The Broken Ones (The Malediction Trilogy 0.6)(68)
“That sounds like a curse.”
“It’s a wish,” I whispered. “Because without that sort of passion, you will never accomplish your vision. And that would be the true tragedy.”
He did not speak, and I had neither words nor breath to fill the void.
“I need him.” The admission dragged itself out of his throat, barely audible, and he scrubbed a hand furiously across his eyes. But not before I saw the glimpse of tears. “I’m afraid of what I’ll become without him. That I’ll turn into my father. Or worse–” he met my gaze “–yours.”
“I know,” I said, my heart aching. “That’s why I’m going to give you what you need to save him.”
Chapter Thirty
Marc
What was I doing here?
I stood halfway down the drive of the Angoulême manor, with almost no memory of how I’d come to be standing here. Only that to remain in my house, surrounded by the pitying gaze of my servants, had been more than I could bear.
As had been remaining with Pénélope herself.
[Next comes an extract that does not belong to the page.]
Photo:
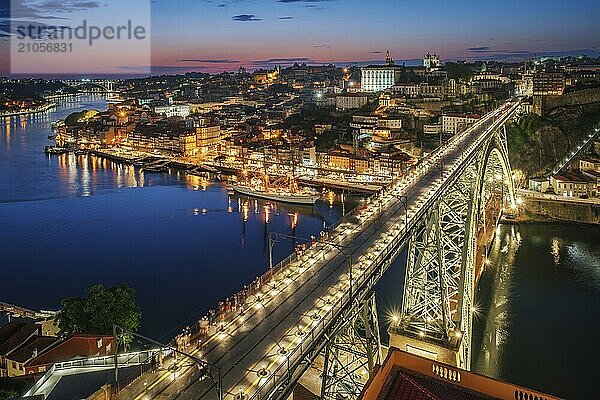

So I’d left, walking blindly through the streets, the weight on my heart growing even as the bonding marks on my hand dulled from brilliant silver to a dull steely grey. Which was in its own way fitting, given that iron, in one way or another, was cause of nearly every broken bond.
And now I was here.
But to what end? Pénélope was dying. There was nothing I could do to change that. Nothing that I could do to stem the tide of life and light draining from her body, crimson and horrifying. Nothing I could do to ease the grief on her face. Indeed, my presence had made it worse. With shared emotions, the bond was like two mirrors facing each other, one reflecting the other, creating image after image until one turned away, breaking the cycle. Only turning away had granted me no respite, and every step I took through Trollus it became harder to breathe, like wet wool was being shoved down my throat and into my lungs. All I knew was that I needed to find some way to relieve it.
Which was why I was here.
Forcing my feet to carry me forward, I shoved open the doors and went inside, following the sense of power until I found the Duke seated in a gazebo at the center of the famed Angoulême atrium.
He was alone. A Guerre set floated on invisible threads of magic before him, wooden pieces polished by heavy use filling the four boards, those that had been knocked from play having been carefully put away in a matching case.
“Your Grace.”
He did not look away from his game, only selected one of the pale pieces, holding it carefully in one hand.
“She lost the baby.” I hated that phrase: as though Pénélope had carelessly left our child somewhere, like a glove, and that it might be found at a later date. “Our child is dead.”
“And Pénélope?”
There was a certain grittiness to the question, as though the Duke struggled to ask it.
“Dying.”
The piece in his hand split in two, the halves falling to land with a clatter against the floor. He stared at his empty palm, then said, “I assumed that was the reason Ana?s departed with such haste.” He picked up the broken piece. “That’s the trouble with wood, as opposed to gold or silver. Or steel. It can’t truly be repaired.”
“Buy another one.”
He carefully placed the halves in the box. “Some things are not so easily replaced.”
With the exception of perhaps the King, there was no greater politician in Trollus. Everything Angoulême said meant something. Had a purpose. And as much as I’d never be their match, I’d still been trained since childhood to read between the lines. To parse every phrase for hidden meanings and intent. That I did not do so now had nothing to do with lack of ability on my part, but rather that I did not care to know what lay behind his words.
“Why are you here, Marc? Come to have your revenge? You are, of course, welcome to try.”
I took the seat across from him, pulling back my hood though I didn’t know why. “No.”
One of his eyebrows rose. “No? No plans to give her the gift of my death before her own light goes out?”
“It would be no gift to her,” I responded, though it would’ve been a lie to say that I hadn’t considered it. “She’d feel no happiness over your death.”
“Would you?”
Yes. I didn’t answer.
He smiled. “I suppose that makes her better than both of us, doesn’t it? Because of a surety, I’d rend you limb from limb if the consequences of doing so were not greater than I care to pay.”
“Why?” The question was out before I had a chance to think it through. “This is what you wanted, isn’t it? Her death in the hope that it would kill me too?”
A stillness took him, rendering him more statue than man, only the steady beat of his heart betraying that he was alive at all.
“Do you know how I discovered Pénélope’s affliction?” he finally asked. “It was when she was a little girl, barely more than a babe. She was sitting on my knee at my desk while I worked, and I’d given her a pen to toy with to keep her happy.” The corner of one of his eyes twitched. “When I looked down, at first I thought she’d gotten into the ink. But then I realized she’d cut herself on the steel tip, and that it was iron rot working its way up her little hand. Just the tiniest injury, but it bled and worsened and almost stole her life from me.”